I need some help with deciding if a given language is regular, context-free or not context-free. A brief, informal explanation is sufficient in the answer, hence no need to use pumping lemma.

Lets say I have the following lanugages:

L1 = { w ∈ {a, b, c, d}* | #a(w) is even, #b(w) = 1 mod 3, w does not have 
                           a substring abc }

L2 = { w  ∈ {a, b, c, d}* | #a(w) is even, #b(w) < #c(w) }

L3 = { w  ∈ {a, b, c, d}* | #a(w) < #b(w) < #c(w) }

This is my solution:

L1 = L2 ∩ L3 ∩ L4 where

L2 = #a(w) is even
L3 = #b(w) = 1 mod 3
L4 = w does not have a substring abc 

A DFA can be constructed for L2, becuse L2 does not need infinite memory, so L2 is regular. For L3 the same reasoning as above. And for L4 we can construct a DFA that simply does not accept "abc", hence regular.

L1 is regular because regular languages are closed under ∩ .

For L2 we can divide the language into:

L2 = L3 ∩ L4 where

L3 = #a(w) is even
L4 = #b(w) < #c(w)

We know that a DFA can be constructed for L3, hence L3 is regular. L4 is context-free because we can construct a PDA where a stack is used to count the number of a:s and b:s.

L2 is hence context-free because the ∩ of a regular language and a context-free language result in a context-free language.

For L3 we can see that it's non context-free because we are limitied to 1 stack, and to do more than 1 comparison we need more stacks.

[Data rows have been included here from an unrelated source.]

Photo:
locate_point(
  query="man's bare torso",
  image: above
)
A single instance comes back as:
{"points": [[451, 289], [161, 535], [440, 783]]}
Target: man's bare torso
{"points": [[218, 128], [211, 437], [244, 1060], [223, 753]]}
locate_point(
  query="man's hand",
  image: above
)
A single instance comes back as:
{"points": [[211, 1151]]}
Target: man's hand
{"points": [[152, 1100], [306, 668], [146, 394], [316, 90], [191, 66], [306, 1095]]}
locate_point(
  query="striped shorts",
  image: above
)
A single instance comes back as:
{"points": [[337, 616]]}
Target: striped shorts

Is my reasonings rights ? I have a exam soon and need to know if I have got the idea behind this.

Thanks in advance

Answer 1

Yes, you are correct on all three counts. L1 is regular, L2 is context-free, and L3 is not context-free. You correctly apply closure properties for L1 and L2, and your reasoning is more or less correct for the last one. For the last one, I would caution you against using that rule... since there may be more than one way to think about how a language could be recognized, some of which require more than a stack, and some of which don't. Take, for instance, the non-context-free language L = {a^n b^n c^n}. The complement of this language is context-free, although sloppy application of the rule you use might lead you to believe otherwise (until you'd properly considered the matter).